1. A power supply apparatus comprising:

first and second inverters each having a first-polarity power supply input terminal and a second-polarity power supply input terminal;

a first mechanical contact connected between said first-polarity power supply input terminals of said first and second inverters;

a second mechanical contact connected between said second-polarity power supply input terminals of said first and second inverters;

a first DC power supply terminal connected to said first-polarity power supply input terminal of said first inverter, and a second DC power supply terminal connected to said second-polarity power supply input terminal of said second inverter, a DC voltage being applied between said first and second DC power supply terminals;

driving means operating to open said first and second mechanical contacts when said DC voltage is larger than a predetermined value and close said first and second mechanical contacts when said DC voltage is not larger than said predetermined value; and

a diode connected between said second-polarity power supply input terminal of said first inverter and said first-polarity power supply input terminal of said second inverter, said diode being poled to be conductive when the voltage at the second-polarity power supply input terminal of said first inverter is higher than the voltage at the first-polarity power supply input terminal of said second inverter.

2. (canceled)

3. The power supply apparatus according to claim 1, further comprising rectifying means having one output terminal connected to said first DC power supply terminal, having the other output terminal connected to said second DC power supply terminal, and having an input terminal receiving one of first and second AC voltages, said second AC voltage having a value larger than the value of said first AC voltage; said driving means operating to close said first and second mechanical contacts when the AC voltage at the input terminal of said rectifying means is said first AC voltage, and to open said first and second mechanical contacts when the AC voltage at said input terminal of said rectifying means is said second AC voltage.

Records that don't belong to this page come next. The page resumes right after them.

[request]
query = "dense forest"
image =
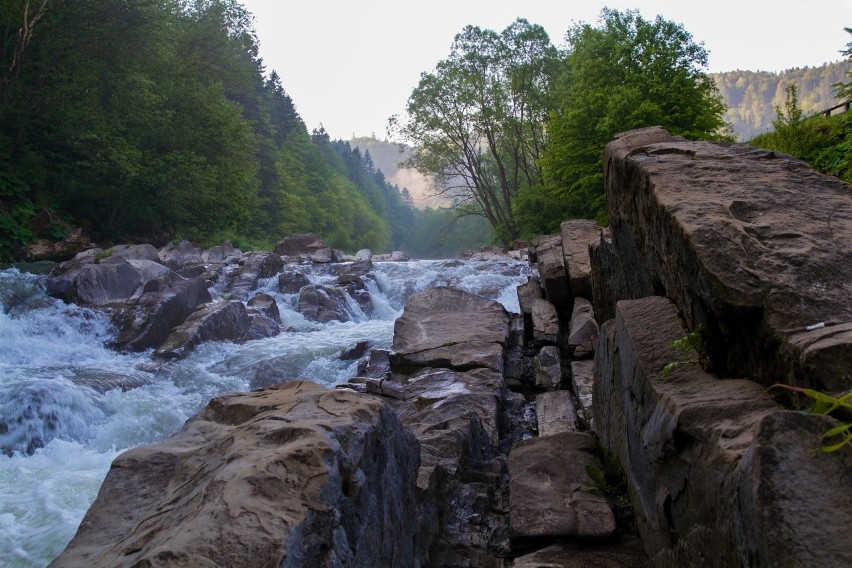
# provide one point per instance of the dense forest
(752, 96)
(155, 120)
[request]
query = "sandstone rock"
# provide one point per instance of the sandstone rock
(290, 282)
(266, 305)
(548, 368)
(147, 321)
(718, 470)
(547, 495)
(551, 269)
(445, 327)
(323, 303)
(545, 322)
(258, 265)
(584, 329)
(291, 476)
(577, 236)
(583, 379)
(555, 413)
(220, 253)
(299, 244)
(216, 321)
(179, 255)
(756, 267)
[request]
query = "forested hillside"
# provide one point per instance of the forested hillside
(155, 120)
(752, 96)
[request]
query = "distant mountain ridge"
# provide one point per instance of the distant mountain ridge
(752, 96)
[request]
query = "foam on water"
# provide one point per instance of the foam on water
(84, 404)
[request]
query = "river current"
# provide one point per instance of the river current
(69, 405)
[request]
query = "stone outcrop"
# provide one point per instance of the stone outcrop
(756, 246)
(720, 474)
(292, 476)
(445, 327)
(216, 321)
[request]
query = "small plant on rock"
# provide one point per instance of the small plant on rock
(825, 404)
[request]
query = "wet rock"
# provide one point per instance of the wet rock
(323, 303)
(551, 269)
(265, 304)
(297, 475)
(299, 244)
(555, 413)
(548, 497)
(718, 470)
(258, 265)
(145, 322)
(548, 368)
(179, 255)
(220, 253)
(577, 236)
(695, 224)
(584, 329)
(216, 321)
(435, 330)
(545, 323)
(290, 282)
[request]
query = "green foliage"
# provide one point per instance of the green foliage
(825, 404)
(692, 347)
(752, 96)
(625, 73)
(477, 121)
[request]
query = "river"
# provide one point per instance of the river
(69, 405)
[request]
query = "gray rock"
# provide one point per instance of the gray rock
(323, 303)
(756, 267)
(584, 329)
(216, 321)
(266, 305)
(548, 368)
(547, 496)
(555, 413)
(577, 236)
(545, 322)
(297, 475)
(717, 468)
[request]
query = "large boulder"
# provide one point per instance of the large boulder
(323, 304)
(754, 245)
(717, 469)
(146, 321)
(216, 321)
(296, 475)
(299, 244)
(445, 327)
(263, 264)
(577, 236)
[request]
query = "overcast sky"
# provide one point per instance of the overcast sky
(350, 64)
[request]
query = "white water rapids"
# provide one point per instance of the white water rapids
(63, 419)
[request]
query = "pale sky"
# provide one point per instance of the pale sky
(351, 64)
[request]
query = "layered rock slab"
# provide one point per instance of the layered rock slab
(296, 475)
(755, 245)
(450, 328)
(720, 474)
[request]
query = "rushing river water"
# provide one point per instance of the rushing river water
(69, 405)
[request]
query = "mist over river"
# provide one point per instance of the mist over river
(69, 405)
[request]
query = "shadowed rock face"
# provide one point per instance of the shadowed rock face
(755, 245)
(718, 470)
(295, 475)
(445, 327)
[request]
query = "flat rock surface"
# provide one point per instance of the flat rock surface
(756, 241)
(296, 475)
(547, 497)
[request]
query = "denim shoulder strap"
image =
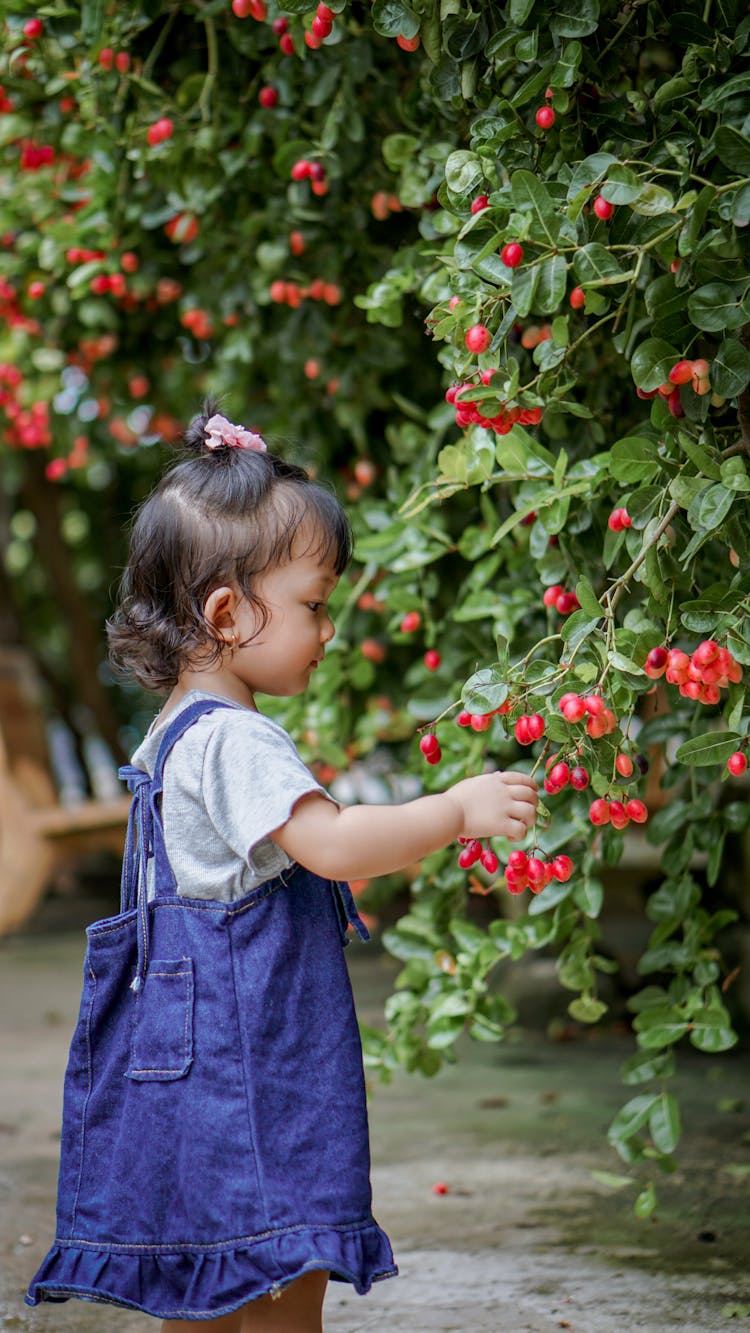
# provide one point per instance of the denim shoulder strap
(145, 821)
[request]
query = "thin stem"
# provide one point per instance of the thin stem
(204, 100)
(618, 588)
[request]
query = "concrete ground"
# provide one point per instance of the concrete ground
(524, 1241)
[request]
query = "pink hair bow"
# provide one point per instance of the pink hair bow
(220, 432)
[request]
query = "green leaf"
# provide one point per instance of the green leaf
(716, 307)
(709, 748)
(588, 597)
(550, 285)
(730, 368)
(652, 363)
(664, 1123)
(634, 459)
(529, 195)
(653, 200)
(594, 265)
(646, 1203)
(733, 149)
(574, 17)
(632, 1117)
(464, 172)
(712, 507)
(586, 1009)
(393, 19)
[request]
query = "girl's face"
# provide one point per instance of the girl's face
(284, 655)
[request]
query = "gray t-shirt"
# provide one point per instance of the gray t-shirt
(229, 781)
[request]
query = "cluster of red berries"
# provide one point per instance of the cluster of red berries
(160, 131)
(558, 775)
(697, 373)
(600, 719)
(701, 676)
(620, 520)
(472, 851)
(469, 413)
(529, 728)
(534, 873)
(120, 60)
(321, 27)
(293, 295)
(35, 155)
(618, 813)
(315, 172)
(562, 601)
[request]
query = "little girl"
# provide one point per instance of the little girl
(215, 1159)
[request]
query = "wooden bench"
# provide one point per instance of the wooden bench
(37, 833)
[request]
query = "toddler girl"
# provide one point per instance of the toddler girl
(215, 1160)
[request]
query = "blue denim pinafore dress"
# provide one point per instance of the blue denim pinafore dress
(215, 1132)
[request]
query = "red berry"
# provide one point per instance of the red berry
(477, 340)
(566, 603)
(536, 871)
(602, 208)
(572, 708)
(681, 372)
(562, 868)
(637, 811)
(558, 775)
(480, 721)
(706, 652)
(593, 704)
(512, 255)
(470, 853)
(429, 743)
(536, 727)
(598, 812)
(656, 663)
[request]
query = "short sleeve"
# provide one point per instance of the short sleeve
(252, 779)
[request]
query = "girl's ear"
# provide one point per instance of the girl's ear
(219, 611)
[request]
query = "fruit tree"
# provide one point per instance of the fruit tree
(489, 265)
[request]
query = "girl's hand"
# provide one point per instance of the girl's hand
(496, 805)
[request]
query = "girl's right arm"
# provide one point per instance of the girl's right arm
(360, 841)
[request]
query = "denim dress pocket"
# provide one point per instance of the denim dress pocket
(161, 1045)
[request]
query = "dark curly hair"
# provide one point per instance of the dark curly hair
(220, 516)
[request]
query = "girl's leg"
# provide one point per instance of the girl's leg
(297, 1309)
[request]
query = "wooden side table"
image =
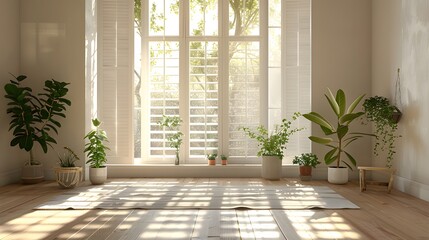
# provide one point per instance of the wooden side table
(363, 182)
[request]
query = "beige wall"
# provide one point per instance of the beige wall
(53, 46)
(341, 58)
(401, 39)
(11, 160)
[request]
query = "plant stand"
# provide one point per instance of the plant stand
(363, 182)
(68, 177)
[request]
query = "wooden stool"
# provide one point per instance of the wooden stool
(363, 182)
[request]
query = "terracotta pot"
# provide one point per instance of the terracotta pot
(338, 175)
(97, 176)
(305, 173)
(271, 167)
(32, 174)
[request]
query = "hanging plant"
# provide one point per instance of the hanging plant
(385, 117)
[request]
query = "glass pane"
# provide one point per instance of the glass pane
(274, 17)
(203, 18)
(244, 95)
(203, 98)
(243, 17)
(164, 93)
(274, 47)
(164, 17)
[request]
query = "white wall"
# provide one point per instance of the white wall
(53, 46)
(401, 39)
(341, 58)
(11, 159)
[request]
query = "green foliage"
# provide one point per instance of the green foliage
(340, 129)
(172, 123)
(306, 159)
(35, 117)
(95, 147)
(379, 111)
(68, 158)
(273, 144)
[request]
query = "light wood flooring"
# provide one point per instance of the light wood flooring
(381, 216)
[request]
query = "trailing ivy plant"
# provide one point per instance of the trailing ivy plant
(379, 111)
(175, 139)
(274, 143)
(35, 117)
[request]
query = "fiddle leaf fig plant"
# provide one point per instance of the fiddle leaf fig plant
(338, 137)
(35, 117)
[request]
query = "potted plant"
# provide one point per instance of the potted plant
(385, 117)
(35, 119)
(341, 137)
(96, 153)
(272, 146)
(175, 139)
(306, 162)
(68, 175)
(212, 159)
(224, 159)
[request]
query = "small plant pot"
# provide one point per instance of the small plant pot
(305, 173)
(68, 177)
(338, 175)
(32, 174)
(97, 176)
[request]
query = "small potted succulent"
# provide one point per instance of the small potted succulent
(306, 162)
(96, 153)
(224, 159)
(68, 175)
(212, 159)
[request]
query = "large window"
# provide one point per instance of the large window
(218, 64)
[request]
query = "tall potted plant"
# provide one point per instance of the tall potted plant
(175, 137)
(338, 135)
(96, 153)
(385, 117)
(272, 146)
(35, 119)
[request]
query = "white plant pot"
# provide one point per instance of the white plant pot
(271, 167)
(338, 175)
(97, 176)
(32, 174)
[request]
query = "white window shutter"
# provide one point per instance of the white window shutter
(115, 40)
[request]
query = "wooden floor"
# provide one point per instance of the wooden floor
(381, 216)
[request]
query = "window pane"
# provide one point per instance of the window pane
(243, 17)
(163, 17)
(244, 96)
(203, 98)
(164, 93)
(203, 18)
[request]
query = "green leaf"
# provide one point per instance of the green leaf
(341, 100)
(320, 140)
(331, 100)
(349, 117)
(316, 118)
(351, 158)
(342, 131)
(355, 103)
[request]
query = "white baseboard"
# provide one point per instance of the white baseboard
(205, 171)
(411, 187)
(9, 177)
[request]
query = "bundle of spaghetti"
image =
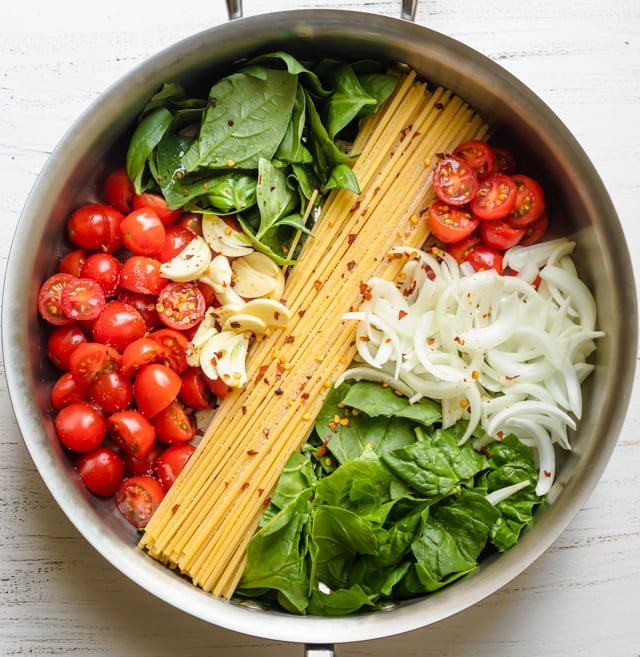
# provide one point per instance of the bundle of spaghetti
(204, 524)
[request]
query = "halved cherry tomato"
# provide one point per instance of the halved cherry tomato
(137, 498)
(132, 432)
(103, 268)
(158, 204)
(143, 232)
(82, 299)
(454, 180)
(142, 274)
(90, 359)
(530, 203)
(62, 341)
(181, 306)
(81, 427)
(173, 424)
(49, 298)
(451, 223)
(118, 325)
(172, 462)
(496, 197)
(478, 154)
(155, 387)
(101, 470)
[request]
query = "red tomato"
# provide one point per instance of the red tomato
(132, 432)
(142, 274)
(500, 235)
(62, 341)
(118, 190)
(66, 390)
(194, 392)
(95, 227)
(137, 498)
(496, 197)
(81, 427)
(143, 232)
(181, 306)
(154, 388)
(111, 391)
(173, 424)
(450, 223)
(176, 238)
(49, 298)
(478, 154)
(101, 470)
(103, 268)
(158, 204)
(89, 359)
(118, 325)
(172, 462)
(82, 299)
(530, 203)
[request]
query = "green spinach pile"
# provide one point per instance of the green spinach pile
(268, 136)
(382, 504)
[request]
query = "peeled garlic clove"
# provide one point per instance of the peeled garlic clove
(224, 357)
(190, 263)
(224, 239)
(257, 275)
(272, 312)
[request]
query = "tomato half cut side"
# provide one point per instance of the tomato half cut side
(451, 224)
(454, 180)
(137, 498)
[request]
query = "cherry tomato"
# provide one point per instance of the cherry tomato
(500, 234)
(101, 470)
(451, 223)
(62, 341)
(95, 227)
(530, 203)
(90, 359)
(103, 268)
(81, 427)
(132, 432)
(49, 298)
(118, 325)
(172, 462)
(478, 154)
(118, 190)
(142, 274)
(154, 388)
(173, 424)
(158, 204)
(82, 299)
(496, 197)
(66, 390)
(111, 391)
(137, 498)
(181, 305)
(143, 232)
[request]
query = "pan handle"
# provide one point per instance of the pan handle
(408, 11)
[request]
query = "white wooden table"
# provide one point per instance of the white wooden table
(58, 597)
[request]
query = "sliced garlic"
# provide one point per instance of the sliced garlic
(257, 275)
(224, 239)
(190, 263)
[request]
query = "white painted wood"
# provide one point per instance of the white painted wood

4. The power supply apparatus according to claim 1, wherein said first and second inverters, said first and second mechanical contacts, said driving means and said diode are housed in a casing, each of said first and second mechanical contacts, when said casing falls or when impact is given to said casing, is liable to temporarily change the state thereof from one of the open and closed states in which each of said mechanical contacts is, to the other of said open and closed states.